Para àqueles que possuem diabetes, a atenção vai para itens que levam açúcar para no cozimento. O ideal, para a nutricionista, seria ingerir as iguarias juninas preparadas com adequações para cada tipo de problema. No caso dos que sofrem com a doença, ela sugere que bolos e canjicas sejam feitos com adoçantes especiais para cozimento.

Mas, quem foi com tudo nas iguarias juninas e passou do ponto, deve ficar atento a eventuais sintomas que podem vir posteriormente como pressão alta, mal estar, náuseas, vômitos, diarréia e dor de cabeça. “Se elas começarem a perceber que não estão bem, devem o mais rápido possível procurar um serviço médico para cuidar disso. Essas dicas valem até mesmo para quem não sofre com nenhuma dessas doenças”, comentou Rebouças.

Consumo de bebidas nas festas

Além das comidas típicas, os que forem curtir as festas juninas devem também ficar atentos com os exageros na hora de consumir bebidas alcoólicas muito presentes neste período do ano como quentão e licor. “Ele é um dos maiores vilões da festa. Pois, além do alto teor de álcool, são adicionadas calorias (açúcar) que ficam em torno de 150 Kcal em apenas uma dose de 50 ml e só trazem prejuízos à saúde. Moderação é a melhor saída. Para quem for ingerir este tipo de bebida, não deve esquecer a hidratação, beber muita água”, disse Amélia Duarte.

Já o cardiologista destaca que as pessoas devem ficar atentas o origem dos produtos que estão ingerindo. “Esse período junino é propício para isso. As pessoas também ter que ter cuidado, principalmente àqueles que vão viajar para outra cidade, é com a ingestão de bebidas cuja origem seja duvidosa, que não sejam derivadas do álcool da cana de açúcar”, destacou.

Segundo ele, nesta época do ano, é comum pessoas darem entrada em postos de saúde, passando mal, por terem ingerido bebidas com metanol em sua composição. “Há que salientar, ainda, que a falta de controle no consumo do álcool pode gerar acidentes graves com fogos de artifício ou com fogueiras, por exemplo, já que as pessoas podem perder a noção do perigo que estão correndo”, relatou.

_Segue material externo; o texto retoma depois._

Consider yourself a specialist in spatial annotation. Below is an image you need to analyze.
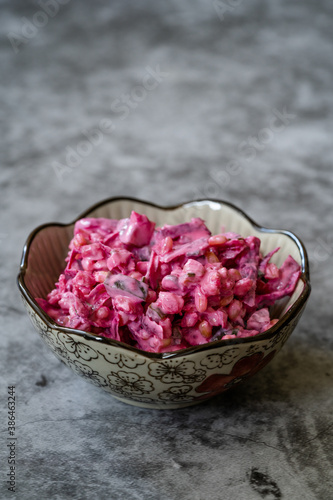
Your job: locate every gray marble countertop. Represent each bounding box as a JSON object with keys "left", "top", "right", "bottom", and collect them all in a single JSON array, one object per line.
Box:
[{"left": 0, "top": 0, "right": 333, "bottom": 500}]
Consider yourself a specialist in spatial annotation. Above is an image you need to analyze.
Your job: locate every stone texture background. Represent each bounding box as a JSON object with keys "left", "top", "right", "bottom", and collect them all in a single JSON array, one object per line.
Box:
[{"left": 0, "top": 0, "right": 333, "bottom": 500}]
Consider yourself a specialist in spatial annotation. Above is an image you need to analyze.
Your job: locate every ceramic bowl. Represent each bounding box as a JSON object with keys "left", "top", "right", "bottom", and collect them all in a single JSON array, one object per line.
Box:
[{"left": 18, "top": 198, "right": 310, "bottom": 408}]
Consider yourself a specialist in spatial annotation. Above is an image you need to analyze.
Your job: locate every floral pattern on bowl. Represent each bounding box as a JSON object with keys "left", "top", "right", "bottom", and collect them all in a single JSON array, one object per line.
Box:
[{"left": 18, "top": 199, "right": 310, "bottom": 408}]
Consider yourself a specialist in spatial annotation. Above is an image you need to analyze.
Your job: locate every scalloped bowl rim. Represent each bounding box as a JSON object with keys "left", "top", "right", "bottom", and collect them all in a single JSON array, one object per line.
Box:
[{"left": 17, "top": 197, "right": 311, "bottom": 359}]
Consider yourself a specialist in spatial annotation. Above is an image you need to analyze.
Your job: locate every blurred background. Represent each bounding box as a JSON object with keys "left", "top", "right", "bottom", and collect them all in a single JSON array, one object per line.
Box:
[{"left": 0, "top": 0, "right": 333, "bottom": 500}]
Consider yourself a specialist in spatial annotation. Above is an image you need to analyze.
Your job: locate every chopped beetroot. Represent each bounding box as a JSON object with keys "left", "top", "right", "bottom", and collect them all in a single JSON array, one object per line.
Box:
[{"left": 36, "top": 212, "right": 301, "bottom": 352}]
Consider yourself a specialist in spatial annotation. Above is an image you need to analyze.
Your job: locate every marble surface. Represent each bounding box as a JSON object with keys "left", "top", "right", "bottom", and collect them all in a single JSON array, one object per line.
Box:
[{"left": 0, "top": 0, "right": 333, "bottom": 500}]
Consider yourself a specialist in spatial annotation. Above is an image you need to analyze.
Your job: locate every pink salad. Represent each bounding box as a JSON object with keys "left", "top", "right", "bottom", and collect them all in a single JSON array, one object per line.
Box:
[{"left": 36, "top": 212, "right": 301, "bottom": 352}]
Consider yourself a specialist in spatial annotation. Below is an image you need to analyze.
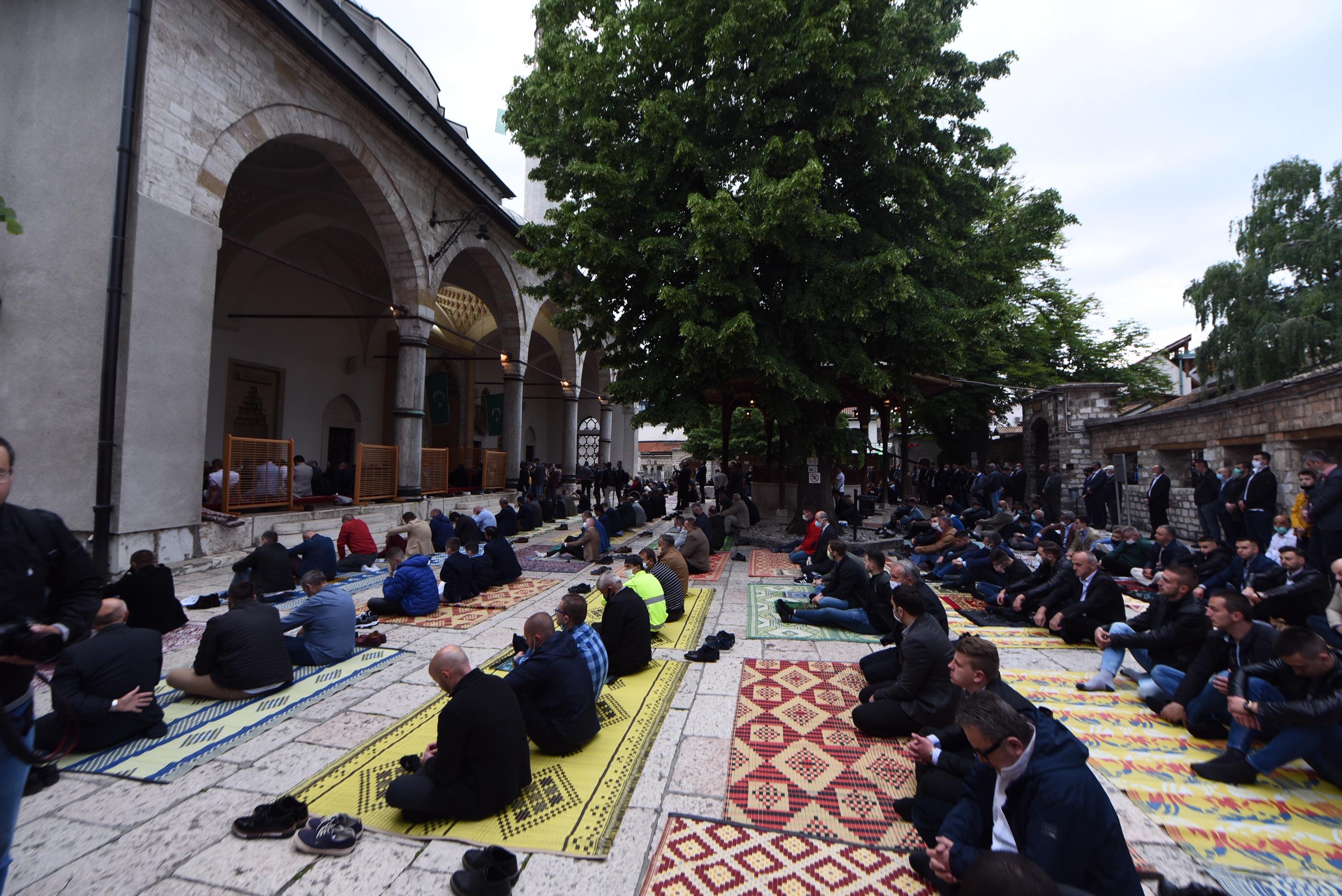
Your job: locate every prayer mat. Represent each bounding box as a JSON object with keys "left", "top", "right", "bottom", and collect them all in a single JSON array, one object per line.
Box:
[
  {"left": 282, "top": 649, "right": 686, "bottom": 859},
  {"left": 356, "top": 576, "right": 559, "bottom": 629},
  {"left": 517, "top": 544, "right": 586, "bottom": 573},
  {"left": 56, "top": 647, "right": 402, "bottom": 783},
  {"left": 747, "top": 547, "right": 800, "bottom": 578},
  {"left": 639, "top": 814, "right": 936, "bottom": 896},
  {"left": 746, "top": 582, "right": 880, "bottom": 644},
  {"left": 690, "top": 547, "right": 731, "bottom": 582},
  {"left": 1002, "top": 669, "right": 1342, "bottom": 892},
  {"left": 723, "top": 660, "right": 924, "bottom": 849}
]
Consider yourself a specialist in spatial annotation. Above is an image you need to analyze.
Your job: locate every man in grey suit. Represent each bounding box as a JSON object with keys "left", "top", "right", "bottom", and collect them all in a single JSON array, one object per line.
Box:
[{"left": 852, "top": 585, "right": 960, "bottom": 738}]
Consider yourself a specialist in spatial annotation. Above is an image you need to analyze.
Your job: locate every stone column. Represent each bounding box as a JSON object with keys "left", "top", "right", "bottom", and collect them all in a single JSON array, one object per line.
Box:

A aposentada, Robélia Rabelo, gosta bastante da época junina e das comidas típicas. Mas, como tem colesterol alto, evita ao máximo fazer a ingestão de alimentos gordurosos, principalmente nesta época do ano. Além disso, por conta de um enfarte há alguns anos, não ingere bebidas alcoólicas. “Não como bolo de aipim ou outros itens que contenham manteiga e leite de coco. Assim como evito também comer muito amendoim”, falou.